6. On the medical questionnaire, Question #36 asked the question, "Do you have, or have you had, any injury, illness of condition that might interfere with any type of work?" Tucker answered this by writing, "Clustrifobia (sic)."

7. Tucker answered Question 36 this way because he thought he might have been claustrophobia as a result of a prior incident where he became anxious after being stuck under a sink while doing repair work.

8. After completing the medical questionnaire, Tucker was examined by a physician's assistant, Geoff Burnham, at Electric Boat's medical office.

9. Dr. Kent, a physician employed by Electric Boat at the time of the complaint, recommended that Tucker consult with a psychiatrist of psychologist to have the apparent problem with claustrophobia evaluated.

10. Dr. Kent did not diagnose Tucker as having claustrophobia.

11. On December 5, 1985, Tucker was examined at Dr. Ruffner's office.

12. In Dr. Ruffner's office, Tucker was examined by a social worker, Mr. Anger, who had rendered pre-employment evaluation diagnoses a total of three times.

13. Dr. Ruffner did not have any substantial discussions with Tucker about having claustrophobia.

14. Dr. Ruffner's knowledge about Tucker's medical condition concerning claustrophobia was derived from Mr. Anger.

15. By letter report dated December 9, 1985, Dr. Ruffner wrote that it appeared that Tucker did not suffer from claustrophobia.

16. Dr. Kent received Dr. Ruffner's letter report.

17. "Claustrophobia" is listed in the Diagnostic and Statistical Manual of the American Psychiatric Association. CT Page 9854 ("DSM III")

18. The DSM III includes the criteria to make the definitive diagnosis of all types of mental disorder and other types of conditions.

19. On December 12, 1985, Dr. Kent decided that Tucker could work but restricted his employment activities to those areas that were not in "tight or confined spaces."

20. Dr. Kent restricted Tucker's work activities because of the following reasons: that Tucker stated he had claustrophobia; that Tucker reiterated this claim to his physician's assistant, Geoff Burnham; that Dr. Ruffner's letter was not unequivocal in ruling out that Tucker did not have claustrophobia; and that he was concerned about the safety of Electric Boat workers who might have to work alongside Tucker on the job.

21. There are certain areas in the yard in which people occasionally have to work in tight or confined spaces.

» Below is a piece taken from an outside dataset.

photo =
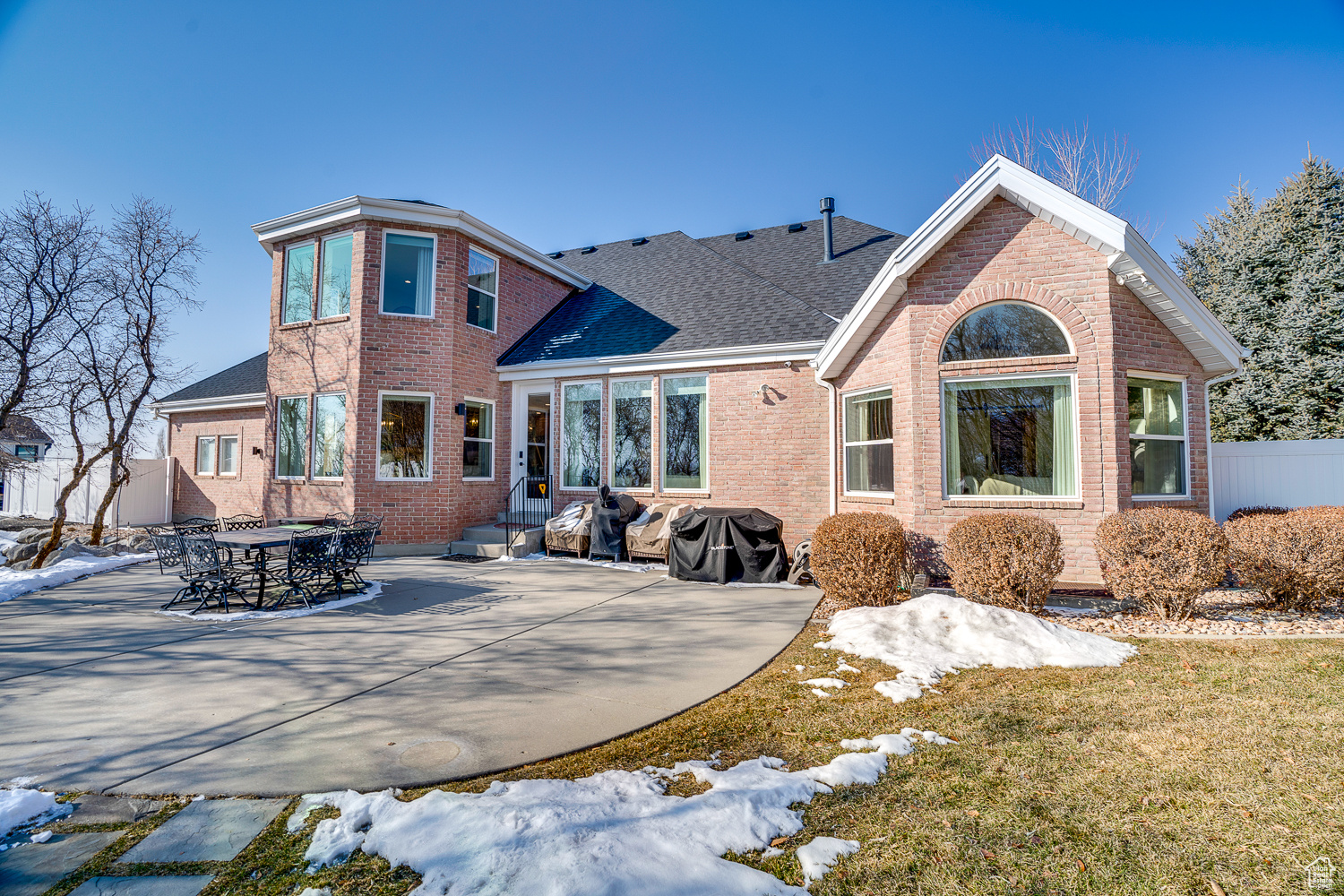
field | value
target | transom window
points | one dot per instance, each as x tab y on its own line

22. Dr. Kent's decision to restrict Tucker's work activities was not a placement decision; rather, it was to prevent him from being assigned to areas where he would have to work in tight or confined spaces.

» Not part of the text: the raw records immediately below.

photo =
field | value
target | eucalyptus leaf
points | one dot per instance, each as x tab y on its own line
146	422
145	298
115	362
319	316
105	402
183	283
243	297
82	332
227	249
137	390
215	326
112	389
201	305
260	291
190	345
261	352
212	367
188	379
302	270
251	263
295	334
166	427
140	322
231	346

23. Between 85% to 90% of carpenter work is performed inside submarines.

24. Much of the work carpenters perform on submarines involves being in tight or confined spaces.

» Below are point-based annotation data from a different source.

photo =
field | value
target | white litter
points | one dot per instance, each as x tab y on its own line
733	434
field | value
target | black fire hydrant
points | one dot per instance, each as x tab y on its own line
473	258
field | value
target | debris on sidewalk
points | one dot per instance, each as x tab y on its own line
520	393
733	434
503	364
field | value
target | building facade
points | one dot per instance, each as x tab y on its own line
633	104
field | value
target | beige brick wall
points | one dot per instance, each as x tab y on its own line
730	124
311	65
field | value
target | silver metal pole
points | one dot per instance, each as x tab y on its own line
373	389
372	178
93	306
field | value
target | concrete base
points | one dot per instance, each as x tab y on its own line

25. Audrey Scott, Supervisor of Shipyard and Clerical Placement, attempted to find work for Tucker in light of his restricted work status but no positions were available.

26. Eugene Lajoie, presently a Superintendent of Carpenters who has worked at EB for approximately 37 years, testified that a person who had work restrictions like Tuckers' could not realistically work on submarines.

STANDARD OF REVIEW

In discussing the standard of judicial review of an administrative agency ruling the court in Board of Education v. Commission on Human Rights and Opportunities, 176 Conn. 533,538-39, 409 A.2d 1013 (1979) stated in part as follows: CT Page 9855

"(t)he findings of the hearing tribunal . . . if supported by substantial and competent evidence, shall be conclusive." General Statutes Section 31-128(b). "Substantial and competent evidence is that which carries conviction. It is such evidence as a reasonable mind might accept as adequate to more than a mere scintilla and must do more than create a suspicion of the existence of the fact to be established." Corey v. Avco-Lycoming Division, 163 Conn. 309, 322, 307 A.2d 155 (1972), cert. denied, 409 U.S. 1116, 93 S. Ct. 903, 34 L. Ed. 2d 699 (1973); See International Brotherhood of Electrical Workers v. Commission on Civil Rights, 140 Conn. 537, 543-44, 102 A.2d 366 (1953). The court is thus limited to determining whether the tribunal's findings were supported by "substantial and competent evidence," and whether the tribunal exceeded its authority. General Statutes Section 4-183(g). The court cannot try the case de novo, adjudicate the facts, or substitute its own discretion for that of the tribunal. Norwich v. Norwich Fire Fighters, 173 Conn. 210, 214 377 A.2d 290 81977); International Brotherhood of Electrical Workers v. Commission on Civil Rights, supra, 544-45.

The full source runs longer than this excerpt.